Side effects of minoxidil can occur when excess of the drug is absorbed by inflamed and abnormal scalps. Dosage should therefore be kept to the minimum level. The common side effects that are seen are itching, inflammation and redness at the site. In rare cases of topical minoxidil application, allergic contact dermatitis and photo allergic contact dermatitis have also been reported. There are also reported cases of facial hypertrichosis or abnormal growth of hair on the face. But this disappears once the application of the drug is stopped. Other side effects of minoxidil, especially oral use of minoxidil, are a drop in blood pressure, increase in heart rate and fluid retention leading to weight gain. Minoxidil is therefore not advised for patients with heart failure or coronary heart diseases.

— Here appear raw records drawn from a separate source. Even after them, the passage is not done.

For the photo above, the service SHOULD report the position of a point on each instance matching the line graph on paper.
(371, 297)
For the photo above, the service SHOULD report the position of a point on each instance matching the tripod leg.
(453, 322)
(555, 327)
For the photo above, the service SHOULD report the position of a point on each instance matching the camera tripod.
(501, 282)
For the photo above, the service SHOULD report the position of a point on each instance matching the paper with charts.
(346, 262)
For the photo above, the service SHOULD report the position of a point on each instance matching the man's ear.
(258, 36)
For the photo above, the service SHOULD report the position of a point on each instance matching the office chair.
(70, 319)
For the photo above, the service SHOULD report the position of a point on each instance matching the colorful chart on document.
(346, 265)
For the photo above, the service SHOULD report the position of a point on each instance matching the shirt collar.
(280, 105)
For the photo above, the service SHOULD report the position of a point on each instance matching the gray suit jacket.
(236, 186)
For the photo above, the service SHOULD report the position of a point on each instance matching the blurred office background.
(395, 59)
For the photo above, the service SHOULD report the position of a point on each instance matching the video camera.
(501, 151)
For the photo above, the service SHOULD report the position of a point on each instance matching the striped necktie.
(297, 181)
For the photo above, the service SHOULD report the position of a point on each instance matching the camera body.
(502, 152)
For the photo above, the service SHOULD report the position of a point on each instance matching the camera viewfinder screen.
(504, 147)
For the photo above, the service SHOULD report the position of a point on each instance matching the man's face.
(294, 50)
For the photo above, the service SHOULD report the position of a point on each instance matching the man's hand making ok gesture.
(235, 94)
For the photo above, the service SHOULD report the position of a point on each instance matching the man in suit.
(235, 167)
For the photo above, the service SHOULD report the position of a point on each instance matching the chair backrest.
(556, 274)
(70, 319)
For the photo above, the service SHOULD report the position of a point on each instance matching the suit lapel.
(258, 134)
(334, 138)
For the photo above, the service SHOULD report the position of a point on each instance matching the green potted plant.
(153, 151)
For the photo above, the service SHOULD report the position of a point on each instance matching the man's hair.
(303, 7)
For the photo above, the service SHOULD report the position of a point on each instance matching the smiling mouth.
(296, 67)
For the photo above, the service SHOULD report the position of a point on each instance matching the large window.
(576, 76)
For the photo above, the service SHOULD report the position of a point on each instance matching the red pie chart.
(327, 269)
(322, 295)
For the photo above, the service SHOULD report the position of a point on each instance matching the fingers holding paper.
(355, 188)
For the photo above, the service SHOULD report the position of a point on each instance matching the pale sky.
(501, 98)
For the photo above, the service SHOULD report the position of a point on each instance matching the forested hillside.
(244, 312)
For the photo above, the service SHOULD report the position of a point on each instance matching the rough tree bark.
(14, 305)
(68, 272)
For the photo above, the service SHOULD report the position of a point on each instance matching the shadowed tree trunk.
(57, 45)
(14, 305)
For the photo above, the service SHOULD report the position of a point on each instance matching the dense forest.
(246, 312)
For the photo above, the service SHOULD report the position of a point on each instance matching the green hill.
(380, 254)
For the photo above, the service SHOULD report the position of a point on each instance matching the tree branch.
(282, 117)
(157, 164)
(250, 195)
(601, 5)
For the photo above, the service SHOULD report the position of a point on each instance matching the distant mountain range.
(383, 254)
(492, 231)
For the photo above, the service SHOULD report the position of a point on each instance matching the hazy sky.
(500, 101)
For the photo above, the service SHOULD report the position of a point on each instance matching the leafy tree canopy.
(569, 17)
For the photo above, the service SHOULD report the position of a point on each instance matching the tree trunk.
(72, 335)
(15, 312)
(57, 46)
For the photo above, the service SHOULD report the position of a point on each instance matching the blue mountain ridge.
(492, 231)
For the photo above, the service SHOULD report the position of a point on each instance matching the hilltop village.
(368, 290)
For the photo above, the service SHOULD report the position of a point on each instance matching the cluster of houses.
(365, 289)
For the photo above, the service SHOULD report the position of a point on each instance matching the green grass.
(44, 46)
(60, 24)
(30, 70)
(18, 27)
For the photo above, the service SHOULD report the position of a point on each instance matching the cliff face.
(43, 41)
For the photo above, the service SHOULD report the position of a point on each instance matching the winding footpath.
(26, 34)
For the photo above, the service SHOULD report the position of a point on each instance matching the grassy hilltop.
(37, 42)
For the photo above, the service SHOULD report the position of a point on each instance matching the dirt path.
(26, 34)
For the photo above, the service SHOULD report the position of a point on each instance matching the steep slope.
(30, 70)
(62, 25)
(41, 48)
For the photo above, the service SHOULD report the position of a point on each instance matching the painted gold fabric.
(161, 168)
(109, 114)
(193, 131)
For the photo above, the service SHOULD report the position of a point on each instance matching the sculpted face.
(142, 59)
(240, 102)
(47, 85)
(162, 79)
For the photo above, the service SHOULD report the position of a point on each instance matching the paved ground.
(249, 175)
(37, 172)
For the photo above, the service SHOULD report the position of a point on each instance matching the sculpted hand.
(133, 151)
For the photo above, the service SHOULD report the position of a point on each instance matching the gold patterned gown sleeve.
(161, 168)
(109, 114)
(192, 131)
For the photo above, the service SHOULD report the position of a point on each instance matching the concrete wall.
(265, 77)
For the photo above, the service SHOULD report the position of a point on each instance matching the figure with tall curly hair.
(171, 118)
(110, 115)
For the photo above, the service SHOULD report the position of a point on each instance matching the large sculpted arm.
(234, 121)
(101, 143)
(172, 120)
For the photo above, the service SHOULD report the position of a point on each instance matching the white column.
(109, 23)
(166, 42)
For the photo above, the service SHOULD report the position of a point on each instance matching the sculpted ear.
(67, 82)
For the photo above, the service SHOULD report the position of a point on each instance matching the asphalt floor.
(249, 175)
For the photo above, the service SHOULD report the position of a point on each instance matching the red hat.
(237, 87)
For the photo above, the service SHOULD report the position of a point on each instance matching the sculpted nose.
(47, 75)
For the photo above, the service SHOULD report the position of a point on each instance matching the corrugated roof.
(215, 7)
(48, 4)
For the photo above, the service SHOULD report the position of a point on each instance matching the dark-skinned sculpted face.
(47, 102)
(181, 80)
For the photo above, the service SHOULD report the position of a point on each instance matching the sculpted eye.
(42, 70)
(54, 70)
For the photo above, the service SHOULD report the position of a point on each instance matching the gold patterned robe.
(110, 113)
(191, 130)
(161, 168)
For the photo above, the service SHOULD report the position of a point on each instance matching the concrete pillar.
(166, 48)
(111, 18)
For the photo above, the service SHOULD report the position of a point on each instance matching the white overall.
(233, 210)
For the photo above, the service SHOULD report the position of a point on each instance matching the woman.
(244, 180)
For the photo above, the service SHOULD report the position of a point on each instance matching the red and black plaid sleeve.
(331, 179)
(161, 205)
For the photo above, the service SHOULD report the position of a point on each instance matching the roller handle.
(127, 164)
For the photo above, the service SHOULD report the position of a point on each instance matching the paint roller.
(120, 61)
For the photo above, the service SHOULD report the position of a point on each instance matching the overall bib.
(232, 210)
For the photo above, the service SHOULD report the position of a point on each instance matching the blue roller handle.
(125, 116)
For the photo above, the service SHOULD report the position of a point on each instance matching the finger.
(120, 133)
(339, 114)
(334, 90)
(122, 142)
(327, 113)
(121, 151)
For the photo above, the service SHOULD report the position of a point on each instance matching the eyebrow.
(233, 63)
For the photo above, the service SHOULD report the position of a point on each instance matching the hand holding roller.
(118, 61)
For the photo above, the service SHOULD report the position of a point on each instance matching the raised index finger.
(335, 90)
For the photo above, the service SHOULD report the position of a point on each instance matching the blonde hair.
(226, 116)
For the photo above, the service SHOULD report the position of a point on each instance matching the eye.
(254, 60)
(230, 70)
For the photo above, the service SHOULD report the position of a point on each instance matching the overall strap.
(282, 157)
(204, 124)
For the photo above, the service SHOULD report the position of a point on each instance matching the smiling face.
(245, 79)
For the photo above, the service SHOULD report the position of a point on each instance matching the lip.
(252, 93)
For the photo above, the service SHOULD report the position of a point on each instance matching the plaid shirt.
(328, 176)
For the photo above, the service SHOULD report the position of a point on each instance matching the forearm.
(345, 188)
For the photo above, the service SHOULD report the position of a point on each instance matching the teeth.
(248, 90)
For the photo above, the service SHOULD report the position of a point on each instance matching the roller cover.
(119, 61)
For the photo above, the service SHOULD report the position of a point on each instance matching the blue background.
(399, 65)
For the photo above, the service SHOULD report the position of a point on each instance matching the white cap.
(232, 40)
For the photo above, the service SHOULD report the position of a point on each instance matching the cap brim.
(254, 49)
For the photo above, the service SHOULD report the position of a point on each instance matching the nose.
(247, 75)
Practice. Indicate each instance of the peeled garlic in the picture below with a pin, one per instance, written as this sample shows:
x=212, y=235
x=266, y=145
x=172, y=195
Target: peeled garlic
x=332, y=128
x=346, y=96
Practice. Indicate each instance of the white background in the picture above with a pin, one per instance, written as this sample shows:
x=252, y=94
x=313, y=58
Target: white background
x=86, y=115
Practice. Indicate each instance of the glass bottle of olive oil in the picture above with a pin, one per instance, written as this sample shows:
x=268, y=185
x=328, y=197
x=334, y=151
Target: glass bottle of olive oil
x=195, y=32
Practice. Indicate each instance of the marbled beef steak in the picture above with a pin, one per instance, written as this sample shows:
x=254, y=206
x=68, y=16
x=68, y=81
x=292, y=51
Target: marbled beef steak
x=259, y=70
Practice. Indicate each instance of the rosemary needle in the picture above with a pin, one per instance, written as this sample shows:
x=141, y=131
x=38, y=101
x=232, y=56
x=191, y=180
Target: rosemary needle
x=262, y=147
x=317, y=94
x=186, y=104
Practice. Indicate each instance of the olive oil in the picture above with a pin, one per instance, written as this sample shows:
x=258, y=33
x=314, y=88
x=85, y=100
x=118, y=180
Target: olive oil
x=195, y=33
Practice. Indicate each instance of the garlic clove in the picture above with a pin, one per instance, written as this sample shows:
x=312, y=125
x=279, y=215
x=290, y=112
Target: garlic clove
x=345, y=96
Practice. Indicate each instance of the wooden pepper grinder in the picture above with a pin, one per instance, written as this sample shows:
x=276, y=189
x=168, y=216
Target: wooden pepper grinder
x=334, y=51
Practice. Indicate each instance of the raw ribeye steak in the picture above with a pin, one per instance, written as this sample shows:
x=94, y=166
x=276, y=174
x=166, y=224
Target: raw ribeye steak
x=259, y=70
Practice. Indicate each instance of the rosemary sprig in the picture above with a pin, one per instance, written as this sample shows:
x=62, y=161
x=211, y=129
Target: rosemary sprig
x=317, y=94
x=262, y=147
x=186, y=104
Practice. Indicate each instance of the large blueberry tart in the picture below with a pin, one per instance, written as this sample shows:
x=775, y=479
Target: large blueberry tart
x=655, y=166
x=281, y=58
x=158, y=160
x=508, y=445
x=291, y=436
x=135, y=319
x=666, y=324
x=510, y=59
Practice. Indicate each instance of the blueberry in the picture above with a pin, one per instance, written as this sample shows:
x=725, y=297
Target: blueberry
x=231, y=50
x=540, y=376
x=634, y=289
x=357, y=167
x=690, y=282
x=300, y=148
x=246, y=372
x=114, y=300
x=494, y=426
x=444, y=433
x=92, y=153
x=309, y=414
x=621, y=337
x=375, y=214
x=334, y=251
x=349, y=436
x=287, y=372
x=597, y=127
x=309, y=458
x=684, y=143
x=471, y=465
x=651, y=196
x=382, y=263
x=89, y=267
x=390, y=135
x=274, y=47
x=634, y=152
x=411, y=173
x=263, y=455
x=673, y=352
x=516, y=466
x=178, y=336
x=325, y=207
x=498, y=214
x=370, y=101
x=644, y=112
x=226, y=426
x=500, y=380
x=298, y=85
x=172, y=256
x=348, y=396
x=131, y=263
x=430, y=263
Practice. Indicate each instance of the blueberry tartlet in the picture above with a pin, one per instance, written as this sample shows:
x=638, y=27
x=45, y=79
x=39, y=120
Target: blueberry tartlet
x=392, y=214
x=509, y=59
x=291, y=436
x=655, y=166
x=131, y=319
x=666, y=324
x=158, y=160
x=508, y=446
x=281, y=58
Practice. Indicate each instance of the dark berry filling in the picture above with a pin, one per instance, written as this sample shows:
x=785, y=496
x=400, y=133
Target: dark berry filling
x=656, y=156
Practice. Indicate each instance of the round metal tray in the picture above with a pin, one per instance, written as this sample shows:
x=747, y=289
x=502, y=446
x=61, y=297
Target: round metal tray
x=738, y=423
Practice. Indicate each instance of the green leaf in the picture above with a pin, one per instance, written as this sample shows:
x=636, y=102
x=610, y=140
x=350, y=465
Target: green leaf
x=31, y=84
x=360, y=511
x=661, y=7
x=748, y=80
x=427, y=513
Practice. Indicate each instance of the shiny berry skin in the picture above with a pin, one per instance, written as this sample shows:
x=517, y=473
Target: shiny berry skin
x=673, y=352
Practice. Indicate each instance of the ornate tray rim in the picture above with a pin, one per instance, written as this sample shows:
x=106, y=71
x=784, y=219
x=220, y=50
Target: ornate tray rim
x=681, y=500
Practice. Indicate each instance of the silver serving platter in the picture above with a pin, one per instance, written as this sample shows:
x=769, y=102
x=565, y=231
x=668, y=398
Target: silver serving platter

Although minoxidil is a commonly used therapy for hair loss, it must be remembered that it is not a complete cure for alopecia. Minoxodil is not effective in cases of extensive hair loss like alopecia totalis and alopecia universalis. In the case of alopecia areata, it serves to temporarily promote hair growth till the normal hair starts growing again. For a significant effect, minoxidil should be applied continuously for a prolonged period of time. If the treatment is not sustained, there may be a relapse of alopecia areata as the hair follicles that are artificially kept in the growth phase enter telogen or the resting phase again.

Nevertheless, minoxidil is perhaps one of the best modes of treatment for cases of alopecia areata that are less extensive in nature. Generally an improvement in the condition is evident in four to six weeks. If there is no improvement with minoxidil, other lines of treatment should be considered.